El anuncio de Trump que sorprende a Canadá
El anuncio de Trump de cancelar las negociaciones comerciales llegó como un rayo en un cielo despejado para el gobierno canadiense. A través de su red social Truth Social, Trump comunicó la suspensión inmediata de las conversaciones bilaterales, citando como motivo una publicidad televisiva emitida en Estados Unidos por la provincia de Ontario. Esta cuña, que utilizaba un discurso histórico de Ronald Reagan de 1987 para criticar los aranceles, fue interpretada por el mandatario como un ataque directo a su política proteccionista.

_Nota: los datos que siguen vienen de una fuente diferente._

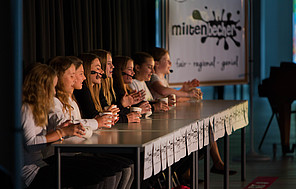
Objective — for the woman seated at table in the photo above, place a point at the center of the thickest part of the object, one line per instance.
(88, 97)
(160, 87)
(71, 76)
(107, 93)
(122, 76)
(158, 84)
(38, 93)
(143, 68)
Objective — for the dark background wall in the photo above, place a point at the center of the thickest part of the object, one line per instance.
(69, 27)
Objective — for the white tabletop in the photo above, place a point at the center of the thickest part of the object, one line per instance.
(156, 126)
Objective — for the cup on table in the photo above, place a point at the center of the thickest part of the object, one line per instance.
(164, 99)
(112, 107)
(173, 96)
(107, 113)
(136, 109)
(147, 114)
(88, 132)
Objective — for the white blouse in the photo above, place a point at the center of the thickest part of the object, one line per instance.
(155, 78)
(34, 142)
(57, 116)
(139, 85)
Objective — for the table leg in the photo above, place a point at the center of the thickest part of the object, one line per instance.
(138, 168)
(58, 166)
(226, 161)
(194, 170)
(207, 167)
(169, 177)
(243, 154)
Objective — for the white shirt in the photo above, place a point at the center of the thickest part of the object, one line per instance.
(139, 85)
(57, 116)
(34, 142)
(153, 79)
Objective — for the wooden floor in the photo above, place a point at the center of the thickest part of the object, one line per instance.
(277, 166)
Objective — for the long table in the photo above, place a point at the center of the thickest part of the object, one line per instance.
(140, 139)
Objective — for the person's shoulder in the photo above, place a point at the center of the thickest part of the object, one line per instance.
(154, 78)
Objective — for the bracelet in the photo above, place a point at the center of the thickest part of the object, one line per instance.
(60, 134)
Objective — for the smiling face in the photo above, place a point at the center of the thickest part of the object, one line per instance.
(129, 69)
(68, 79)
(79, 74)
(144, 72)
(109, 66)
(163, 66)
(55, 82)
(96, 66)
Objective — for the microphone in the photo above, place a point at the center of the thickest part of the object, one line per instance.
(123, 73)
(104, 76)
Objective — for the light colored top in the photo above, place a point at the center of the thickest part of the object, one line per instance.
(34, 142)
(153, 79)
(139, 85)
(57, 116)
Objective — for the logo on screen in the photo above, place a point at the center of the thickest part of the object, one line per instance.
(222, 28)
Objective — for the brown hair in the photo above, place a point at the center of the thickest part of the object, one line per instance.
(60, 64)
(157, 53)
(76, 61)
(120, 63)
(107, 83)
(38, 91)
(87, 59)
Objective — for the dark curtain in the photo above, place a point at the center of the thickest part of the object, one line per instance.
(70, 27)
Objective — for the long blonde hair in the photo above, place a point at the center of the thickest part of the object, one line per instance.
(107, 83)
(60, 64)
(38, 91)
(87, 59)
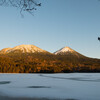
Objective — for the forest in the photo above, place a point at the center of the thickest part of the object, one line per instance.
(46, 63)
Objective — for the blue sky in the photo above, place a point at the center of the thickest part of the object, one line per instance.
(57, 23)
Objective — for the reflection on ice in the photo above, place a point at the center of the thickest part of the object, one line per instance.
(38, 87)
(74, 78)
(70, 86)
(4, 82)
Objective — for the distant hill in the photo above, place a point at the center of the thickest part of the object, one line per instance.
(67, 51)
(32, 59)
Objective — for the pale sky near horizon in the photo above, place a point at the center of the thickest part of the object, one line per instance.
(56, 24)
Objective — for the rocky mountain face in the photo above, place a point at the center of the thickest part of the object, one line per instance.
(32, 59)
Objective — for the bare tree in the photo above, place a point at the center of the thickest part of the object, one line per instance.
(23, 5)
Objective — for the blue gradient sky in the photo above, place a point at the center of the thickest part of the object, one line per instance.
(57, 23)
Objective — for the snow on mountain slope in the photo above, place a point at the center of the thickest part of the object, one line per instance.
(23, 49)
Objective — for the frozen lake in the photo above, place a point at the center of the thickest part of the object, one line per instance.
(71, 86)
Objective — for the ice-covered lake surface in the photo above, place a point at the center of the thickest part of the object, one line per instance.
(71, 86)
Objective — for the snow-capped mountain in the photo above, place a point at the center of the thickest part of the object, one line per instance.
(68, 51)
(23, 49)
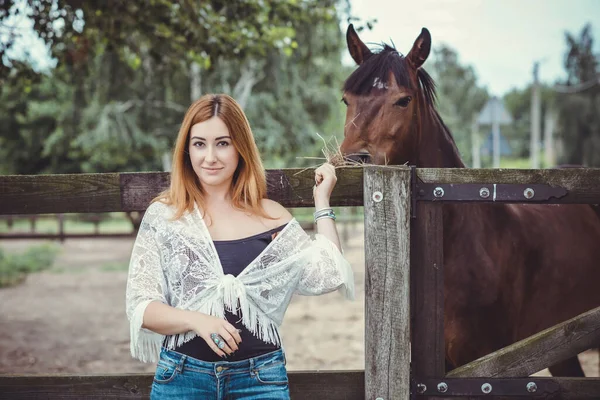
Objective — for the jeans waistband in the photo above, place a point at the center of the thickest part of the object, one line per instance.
(182, 360)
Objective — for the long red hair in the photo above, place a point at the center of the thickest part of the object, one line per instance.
(249, 183)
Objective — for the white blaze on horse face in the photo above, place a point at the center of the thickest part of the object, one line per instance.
(379, 84)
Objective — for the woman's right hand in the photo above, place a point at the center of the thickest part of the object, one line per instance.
(204, 325)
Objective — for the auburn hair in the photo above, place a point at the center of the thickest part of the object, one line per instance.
(249, 183)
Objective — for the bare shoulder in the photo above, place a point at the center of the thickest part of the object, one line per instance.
(276, 210)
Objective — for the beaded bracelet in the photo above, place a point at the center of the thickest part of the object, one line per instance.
(324, 213)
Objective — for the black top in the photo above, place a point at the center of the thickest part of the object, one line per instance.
(235, 255)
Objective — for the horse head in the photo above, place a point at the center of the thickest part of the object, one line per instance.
(390, 101)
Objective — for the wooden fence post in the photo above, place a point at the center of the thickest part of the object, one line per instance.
(387, 261)
(427, 299)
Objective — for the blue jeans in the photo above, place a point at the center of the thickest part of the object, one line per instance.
(182, 377)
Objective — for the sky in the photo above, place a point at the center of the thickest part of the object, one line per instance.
(500, 39)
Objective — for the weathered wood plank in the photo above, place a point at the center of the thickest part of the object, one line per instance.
(334, 385)
(387, 282)
(583, 184)
(38, 194)
(513, 388)
(427, 305)
(539, 351)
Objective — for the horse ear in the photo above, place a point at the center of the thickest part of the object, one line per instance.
(421, 48)
(358, 50)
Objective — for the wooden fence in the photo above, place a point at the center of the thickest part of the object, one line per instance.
(396, 247)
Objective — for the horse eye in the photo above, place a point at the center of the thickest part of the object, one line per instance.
(403, 102)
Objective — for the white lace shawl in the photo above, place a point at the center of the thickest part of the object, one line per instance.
(175, 262)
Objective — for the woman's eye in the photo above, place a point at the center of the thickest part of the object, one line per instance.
(403, 102)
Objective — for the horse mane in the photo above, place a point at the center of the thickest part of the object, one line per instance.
(374, 73)
(378, 66)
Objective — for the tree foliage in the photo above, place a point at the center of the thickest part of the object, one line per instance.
(579, 110)
(459, 96)
(126, 73)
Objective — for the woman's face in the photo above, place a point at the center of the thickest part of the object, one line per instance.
(213, 156)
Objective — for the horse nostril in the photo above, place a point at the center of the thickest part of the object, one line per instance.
(362, 158)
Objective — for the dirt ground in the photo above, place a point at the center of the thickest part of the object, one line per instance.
(71, 318)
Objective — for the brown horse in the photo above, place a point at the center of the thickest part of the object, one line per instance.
(511, 270)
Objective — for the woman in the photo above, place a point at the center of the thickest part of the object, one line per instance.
(215, 264)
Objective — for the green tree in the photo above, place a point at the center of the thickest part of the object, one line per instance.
(579, 104)
(112, 105)
(459, 96)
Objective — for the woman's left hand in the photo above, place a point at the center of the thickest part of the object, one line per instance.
(325, 181)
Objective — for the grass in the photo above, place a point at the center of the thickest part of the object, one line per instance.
(115, 223)
(14, 267)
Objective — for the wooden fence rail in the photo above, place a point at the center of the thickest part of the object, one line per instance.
(394, 263)
(537, 352)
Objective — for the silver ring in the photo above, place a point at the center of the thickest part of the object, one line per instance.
(219, 341)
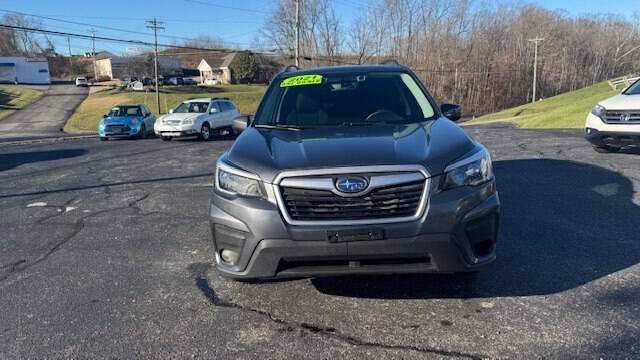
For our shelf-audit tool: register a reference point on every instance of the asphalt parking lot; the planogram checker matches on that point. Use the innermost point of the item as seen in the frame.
(106, 253)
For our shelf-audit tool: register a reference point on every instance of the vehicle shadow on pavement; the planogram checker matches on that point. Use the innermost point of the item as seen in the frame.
(563, 224)
(11, 160)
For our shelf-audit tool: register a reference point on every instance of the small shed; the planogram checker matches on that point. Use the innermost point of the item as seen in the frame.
(23, 70)
(217, 67)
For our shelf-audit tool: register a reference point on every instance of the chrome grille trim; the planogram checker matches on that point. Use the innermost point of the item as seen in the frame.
(320, 179)
(615, 116)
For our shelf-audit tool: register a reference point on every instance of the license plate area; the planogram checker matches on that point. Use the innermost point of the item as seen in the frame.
(336, 236)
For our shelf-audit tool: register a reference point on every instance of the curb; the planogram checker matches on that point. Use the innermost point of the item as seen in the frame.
(42, 140)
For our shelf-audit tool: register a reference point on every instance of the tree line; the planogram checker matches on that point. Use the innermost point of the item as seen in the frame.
(474, 54)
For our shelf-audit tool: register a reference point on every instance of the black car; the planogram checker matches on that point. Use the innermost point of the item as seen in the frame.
(352, 170)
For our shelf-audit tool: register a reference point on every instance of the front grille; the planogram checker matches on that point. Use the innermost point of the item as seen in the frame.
(622, 116)
(400, 200)
(117, 129)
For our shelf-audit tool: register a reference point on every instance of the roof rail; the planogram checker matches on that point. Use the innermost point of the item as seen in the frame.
(390, 62)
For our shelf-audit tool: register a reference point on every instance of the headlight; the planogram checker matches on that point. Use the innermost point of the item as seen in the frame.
(237, 182)
(472, 171)
(599, 111)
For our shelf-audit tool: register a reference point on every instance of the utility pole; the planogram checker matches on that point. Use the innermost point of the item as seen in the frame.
(93, 42)
(535, 67)
(297, 33)
(155, 25)
(70, 55)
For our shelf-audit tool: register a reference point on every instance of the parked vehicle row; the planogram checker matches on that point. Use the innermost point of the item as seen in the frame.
(197, 117)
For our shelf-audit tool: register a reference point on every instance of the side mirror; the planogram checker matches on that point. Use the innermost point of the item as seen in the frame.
(240, 123)
(452, 111)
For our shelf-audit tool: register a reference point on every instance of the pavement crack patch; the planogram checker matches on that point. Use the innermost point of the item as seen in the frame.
(200, 270)
(78, 225)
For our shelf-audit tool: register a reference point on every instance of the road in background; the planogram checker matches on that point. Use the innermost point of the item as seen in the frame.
(106, 252)
(46, 116)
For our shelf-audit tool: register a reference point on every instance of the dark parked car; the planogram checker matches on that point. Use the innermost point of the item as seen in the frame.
(352, 170)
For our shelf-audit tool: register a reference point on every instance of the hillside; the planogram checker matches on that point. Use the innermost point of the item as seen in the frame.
(568, 110)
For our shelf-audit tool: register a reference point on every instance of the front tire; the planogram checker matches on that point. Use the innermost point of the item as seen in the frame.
(205, 132)
(606, 149)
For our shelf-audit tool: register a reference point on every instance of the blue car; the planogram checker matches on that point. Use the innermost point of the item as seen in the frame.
(125, 121)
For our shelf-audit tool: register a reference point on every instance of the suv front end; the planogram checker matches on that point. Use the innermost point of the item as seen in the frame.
(614, 124)
(348, 199)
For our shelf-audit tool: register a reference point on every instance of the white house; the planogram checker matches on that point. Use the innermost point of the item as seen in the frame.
(23, 70)
(216, 67)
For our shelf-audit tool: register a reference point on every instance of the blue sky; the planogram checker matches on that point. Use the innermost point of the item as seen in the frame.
(236, 21)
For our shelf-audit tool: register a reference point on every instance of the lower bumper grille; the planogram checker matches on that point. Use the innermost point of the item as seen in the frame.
(117, 129)
(622, 117)
(401, 200)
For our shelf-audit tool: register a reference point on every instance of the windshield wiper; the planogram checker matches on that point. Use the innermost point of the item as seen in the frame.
(351, 123)
(279, 127)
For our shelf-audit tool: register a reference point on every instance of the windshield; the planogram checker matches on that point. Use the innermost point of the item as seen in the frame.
(196, 107)
(353, 99)
(125, 111)
(634, 89)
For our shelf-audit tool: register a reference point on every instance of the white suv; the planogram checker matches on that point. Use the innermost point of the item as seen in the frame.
(614, 123)
(197, 117)
(81, 81)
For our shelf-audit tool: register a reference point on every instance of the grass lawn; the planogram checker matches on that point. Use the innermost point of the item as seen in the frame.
(568, 110)
(14, 98)
(89, 113)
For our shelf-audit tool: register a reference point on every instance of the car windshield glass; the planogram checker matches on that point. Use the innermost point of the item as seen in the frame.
(354, 99)
(125, 111)
(634, 89)
(187, 107)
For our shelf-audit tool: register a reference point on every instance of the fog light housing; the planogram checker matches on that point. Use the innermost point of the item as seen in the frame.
(229, 256)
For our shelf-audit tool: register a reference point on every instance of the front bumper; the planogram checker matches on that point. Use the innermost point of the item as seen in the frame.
(601, 134)
(130, 131)
(174, 130)
(458, 233)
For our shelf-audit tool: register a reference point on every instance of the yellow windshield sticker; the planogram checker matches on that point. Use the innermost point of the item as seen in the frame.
(302, 80)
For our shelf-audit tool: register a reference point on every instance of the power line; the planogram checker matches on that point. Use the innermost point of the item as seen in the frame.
(227, 7)
(113, 28)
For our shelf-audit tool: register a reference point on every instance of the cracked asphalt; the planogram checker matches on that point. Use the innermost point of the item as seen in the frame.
(105, 253)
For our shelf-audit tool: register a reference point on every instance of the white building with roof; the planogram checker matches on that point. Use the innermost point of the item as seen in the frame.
(24, 70)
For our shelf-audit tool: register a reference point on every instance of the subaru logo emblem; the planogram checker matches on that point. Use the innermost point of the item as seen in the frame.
(352, 184)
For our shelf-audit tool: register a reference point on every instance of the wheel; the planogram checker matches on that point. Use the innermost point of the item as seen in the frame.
(205, 132)
(606, 149)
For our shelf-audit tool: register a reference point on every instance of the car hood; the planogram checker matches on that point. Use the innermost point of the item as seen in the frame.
(622, 102)
(181, 116)
(116, 120)
(266, 152)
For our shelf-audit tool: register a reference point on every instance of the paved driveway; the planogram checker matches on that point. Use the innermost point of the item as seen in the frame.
(46, 116)
(105, 252)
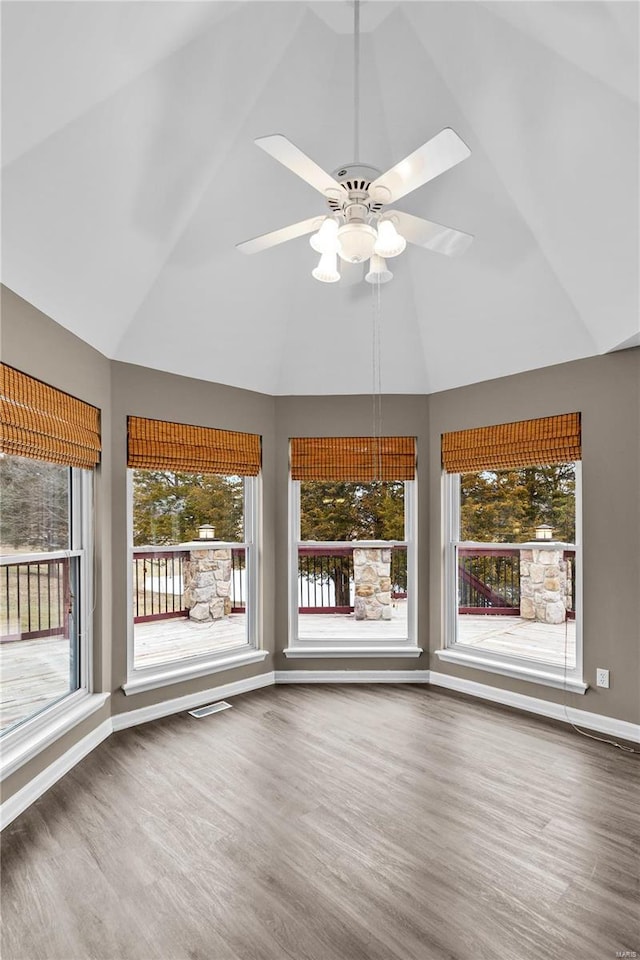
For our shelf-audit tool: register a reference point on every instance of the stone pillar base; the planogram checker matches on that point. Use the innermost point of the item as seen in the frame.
(208, 584)
(372, 581)
(543, 585)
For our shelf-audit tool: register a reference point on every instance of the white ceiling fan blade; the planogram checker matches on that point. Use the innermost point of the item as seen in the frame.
(257, 244)
(435, 156)
(433, 236)
(299, 163)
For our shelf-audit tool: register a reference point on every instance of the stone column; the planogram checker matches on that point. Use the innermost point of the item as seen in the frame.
(544, 591)
(372, 581)
(207, 583)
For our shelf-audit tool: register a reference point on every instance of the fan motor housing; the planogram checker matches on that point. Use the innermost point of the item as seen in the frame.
(355, 179)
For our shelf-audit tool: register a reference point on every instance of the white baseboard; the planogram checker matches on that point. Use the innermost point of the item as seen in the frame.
(351, 676)
(19, 802)
(544, 708)
(143, 714)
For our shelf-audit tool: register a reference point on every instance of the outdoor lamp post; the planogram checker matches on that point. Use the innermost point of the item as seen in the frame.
(544, 532)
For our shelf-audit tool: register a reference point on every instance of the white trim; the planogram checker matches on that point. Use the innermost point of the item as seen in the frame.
(156, 710)
(544, 708)
(182, 670)
(46, 728)
(510, 669)
(292, 554)
(146, 678)
(564, 678)
(352, 652)
(23, 798)
(352, 676)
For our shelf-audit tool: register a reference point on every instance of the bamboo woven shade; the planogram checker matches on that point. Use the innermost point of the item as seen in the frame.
(525, 443)
(43, 423)
(161, 445)
(359, 459)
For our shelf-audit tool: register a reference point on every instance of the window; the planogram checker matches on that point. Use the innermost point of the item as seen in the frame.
(512, 553)
(194, 550)
(45, 546)
(352, 547)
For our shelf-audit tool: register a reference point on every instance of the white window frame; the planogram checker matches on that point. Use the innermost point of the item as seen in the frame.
(249, 651)
(36, 733)
(522, 668)
(344, 647)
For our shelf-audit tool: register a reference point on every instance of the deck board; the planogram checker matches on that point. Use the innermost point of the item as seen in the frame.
(36, 672)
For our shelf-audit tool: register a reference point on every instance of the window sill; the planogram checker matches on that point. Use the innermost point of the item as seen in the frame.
(532, 674)
(293, 653)
(163, 677)
(26, 742)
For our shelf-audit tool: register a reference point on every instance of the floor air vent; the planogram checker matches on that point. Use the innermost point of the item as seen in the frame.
(212, 708)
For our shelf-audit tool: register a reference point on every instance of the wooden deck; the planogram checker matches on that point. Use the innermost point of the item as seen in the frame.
(164, 641)
(36, 672)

Las negociaciones comerciales entre Canadá y Estados Unidos habían mostrado avances prometedores en las últimas semanas. Hace apenas dos semanas, el primer ministro canadiense Mark Carney se reunió con Trump en la Casa Blanca, un encuentro que ambos calificaron de positivo. En esa ocasión, Trump instruyó a sus funcionarios para acelerar un acuerdo sobre las importaciones de acero y aluminio, productos actualmente gravados con un 50% de aranceles. Sin embargo, el anuncio de Trump de cancelar las negociaciones comerciales ha borrado de un plumazo esos progresos, dejando a Ottawa en una posición de incertidumbre.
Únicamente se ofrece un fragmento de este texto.